1. granting the parties' motion, Doc. 16, and approving the parties' settlement, Doc. 16-1, as a fair and reasonable resolution of the disputed issue of liability; 2. dismissing the case with prejudice; and 3. directing the Clerk of Court to close the file.4

Done.

FootNotes


1. This report and recommendation does not address whether federal or Florida law would govern in an action seeking enforcement of the agreement.
2. If a case filed as a FLSA collective action is settled after conditional certification of a collective action, the court may consider whether final certification is appropriate before approving a settlement. Compare, e.g., Ruddell v. Manfre, No. 3:14-cv-873-J-34MCR, 2015 WL 7252947, at *1-3 (M.D. Fla. Nov. 17, 2015) (unpublished) (deeming consideration of final certification necessary), with Campbell v. Pincher's Beach Bar Grill Inc., No. 2:15-cv-695-FtM-99MRM, 2017 WL 3700629, at *1-2 (M.D. Fla. Aug. 24, 2017) (unpublished), report and recommendation adopted, 2017 WL 3668889 (deeming consideration of final certification unnecessary).

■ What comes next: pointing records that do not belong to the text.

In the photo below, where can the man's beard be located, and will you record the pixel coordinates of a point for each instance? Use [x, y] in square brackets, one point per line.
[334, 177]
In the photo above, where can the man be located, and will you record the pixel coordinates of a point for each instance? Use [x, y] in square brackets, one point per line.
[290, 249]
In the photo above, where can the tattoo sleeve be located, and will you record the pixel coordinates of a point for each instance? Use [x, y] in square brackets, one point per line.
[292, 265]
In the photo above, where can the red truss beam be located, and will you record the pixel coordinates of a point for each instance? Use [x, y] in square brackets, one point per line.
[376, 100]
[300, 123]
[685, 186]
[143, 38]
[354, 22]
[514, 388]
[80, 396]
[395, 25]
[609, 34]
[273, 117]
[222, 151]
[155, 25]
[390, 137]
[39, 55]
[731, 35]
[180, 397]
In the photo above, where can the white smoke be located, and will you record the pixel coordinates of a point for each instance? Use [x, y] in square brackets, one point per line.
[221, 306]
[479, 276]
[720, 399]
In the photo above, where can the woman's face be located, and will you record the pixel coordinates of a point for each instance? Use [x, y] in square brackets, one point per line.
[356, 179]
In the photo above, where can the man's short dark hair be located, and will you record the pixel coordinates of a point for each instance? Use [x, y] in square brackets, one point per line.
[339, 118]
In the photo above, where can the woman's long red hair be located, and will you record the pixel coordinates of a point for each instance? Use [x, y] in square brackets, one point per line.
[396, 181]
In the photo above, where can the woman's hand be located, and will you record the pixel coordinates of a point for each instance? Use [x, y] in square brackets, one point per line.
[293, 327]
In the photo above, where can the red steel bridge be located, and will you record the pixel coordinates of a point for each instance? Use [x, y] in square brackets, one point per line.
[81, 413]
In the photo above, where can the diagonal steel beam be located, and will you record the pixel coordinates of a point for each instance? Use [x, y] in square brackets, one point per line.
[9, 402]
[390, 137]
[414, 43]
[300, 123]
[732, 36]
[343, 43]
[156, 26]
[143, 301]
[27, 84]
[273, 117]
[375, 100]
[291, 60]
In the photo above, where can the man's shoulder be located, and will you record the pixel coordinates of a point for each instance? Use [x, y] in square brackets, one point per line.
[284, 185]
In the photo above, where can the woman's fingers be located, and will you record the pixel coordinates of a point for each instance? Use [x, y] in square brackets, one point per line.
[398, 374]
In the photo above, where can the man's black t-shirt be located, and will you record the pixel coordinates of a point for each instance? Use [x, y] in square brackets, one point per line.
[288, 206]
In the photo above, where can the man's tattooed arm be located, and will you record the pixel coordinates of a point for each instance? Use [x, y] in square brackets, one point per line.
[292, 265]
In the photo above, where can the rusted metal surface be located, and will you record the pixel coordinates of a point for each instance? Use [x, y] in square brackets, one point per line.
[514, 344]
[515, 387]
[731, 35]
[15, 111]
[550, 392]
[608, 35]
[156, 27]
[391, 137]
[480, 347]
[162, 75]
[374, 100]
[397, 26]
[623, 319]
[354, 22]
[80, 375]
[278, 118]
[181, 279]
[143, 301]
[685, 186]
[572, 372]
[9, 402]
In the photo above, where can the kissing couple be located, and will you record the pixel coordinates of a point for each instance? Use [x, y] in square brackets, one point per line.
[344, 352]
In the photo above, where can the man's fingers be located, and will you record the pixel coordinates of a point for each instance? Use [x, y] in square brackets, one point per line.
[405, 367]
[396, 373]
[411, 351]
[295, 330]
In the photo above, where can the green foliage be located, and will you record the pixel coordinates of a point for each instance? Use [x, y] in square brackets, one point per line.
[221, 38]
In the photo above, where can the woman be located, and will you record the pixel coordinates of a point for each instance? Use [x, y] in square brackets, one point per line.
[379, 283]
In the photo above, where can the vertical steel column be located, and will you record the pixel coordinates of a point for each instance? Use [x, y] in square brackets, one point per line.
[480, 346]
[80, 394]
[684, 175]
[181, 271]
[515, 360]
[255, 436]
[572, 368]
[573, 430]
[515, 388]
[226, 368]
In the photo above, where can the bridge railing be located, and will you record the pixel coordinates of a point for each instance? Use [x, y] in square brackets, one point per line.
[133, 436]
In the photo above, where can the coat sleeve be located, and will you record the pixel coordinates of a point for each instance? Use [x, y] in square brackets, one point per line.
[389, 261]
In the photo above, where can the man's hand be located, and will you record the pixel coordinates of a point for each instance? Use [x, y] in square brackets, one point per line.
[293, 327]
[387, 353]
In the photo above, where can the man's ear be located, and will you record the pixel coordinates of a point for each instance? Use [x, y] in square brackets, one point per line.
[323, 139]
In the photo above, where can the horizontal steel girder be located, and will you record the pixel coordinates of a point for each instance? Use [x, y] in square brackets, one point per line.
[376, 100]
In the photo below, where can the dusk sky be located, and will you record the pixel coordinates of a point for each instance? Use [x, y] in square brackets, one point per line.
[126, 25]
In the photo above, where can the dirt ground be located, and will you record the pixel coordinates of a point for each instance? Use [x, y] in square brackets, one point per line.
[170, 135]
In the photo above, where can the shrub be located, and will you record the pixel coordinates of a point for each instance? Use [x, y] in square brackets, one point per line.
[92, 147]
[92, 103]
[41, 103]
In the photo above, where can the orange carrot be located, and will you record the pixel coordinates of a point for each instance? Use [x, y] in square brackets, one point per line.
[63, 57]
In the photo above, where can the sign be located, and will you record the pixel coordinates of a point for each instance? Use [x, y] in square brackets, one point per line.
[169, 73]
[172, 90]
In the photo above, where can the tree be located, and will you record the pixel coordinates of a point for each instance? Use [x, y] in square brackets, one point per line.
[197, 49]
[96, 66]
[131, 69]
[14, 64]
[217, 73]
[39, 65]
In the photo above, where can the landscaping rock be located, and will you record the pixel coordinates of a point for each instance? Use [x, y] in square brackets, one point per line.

Because Urbas has not moved for conditional certification of a collective action, no special consideration is required for a fairness review under Lynn's Food. This Court has approved individual FLSA settlements without special analysis where the Court had not yet granted conditional certification. See, e.g., Serino v. Enhanced Recovery Co., LLC, No. 3:15-cv-1418-J-25PDB, 2017 WL 11048878, at *3 (M.D. Fla. Feb. 9, 2017) (unpublished), report & recommendation adopted,

3. Some judges will not approve an agreement to settle a FLSA overtime claim that includes a general release because, without an indication of the value of the released claims, the fairness and reasonableness of the compromise cannot be determined. See, e.g., Moreno v. Regions Bank, 729 F.Supp.2d 1346, 1351-52 (M.D. Fla. 2010).

Some judges will strike a non-disparagement provision because its placement of a prior restraint on one's ability to speak freely about the case contravenes public policy and the First Amendment. See, e.g., Loven v. Occuquan Grp. Baldwin Park Corp., No. 6:14-cv-328-Orl-41TBS, 2014 WL 4639448, at *3 (M.D. Fla. Sept. 16, 2014) (unpublished).

Some judges will strike a no-reemployment provision because its impact could be substantial and result in an unconscionable punishment for asserting FLSA rights. See, e.g., Nichols v. Dollar Tree Stores, Inc., No. 1:13-cv-88(WLS), 2013 WL 5933991, at *5-6 (M.D. Ga. Nov. 1, 2013) (unpublished).

4. "Within 14 days after being served with a copy of [a report and recommendation on a dispositive motion], a party may serve and file specific written objections to the proposed findings and recommendations." Fed. R. Civ. P. 72(b)(2). "A party may respond to another party's objections within 14 days after being served with a copy." Id. A party's failure to serve and file specific objections to the proposed findings and recommendations alters the scope of review by the District Judge and the United States Court of Appeals for the Eleventh Circuit, including waiver of the right to challenge anything to which no specific objection was made. See Fed. R. Civ. P. 72(b)(3); 28 U.S.C. § 636(b)(1)(B); 11th Cir. R. 3-1; Local Rule 6.02.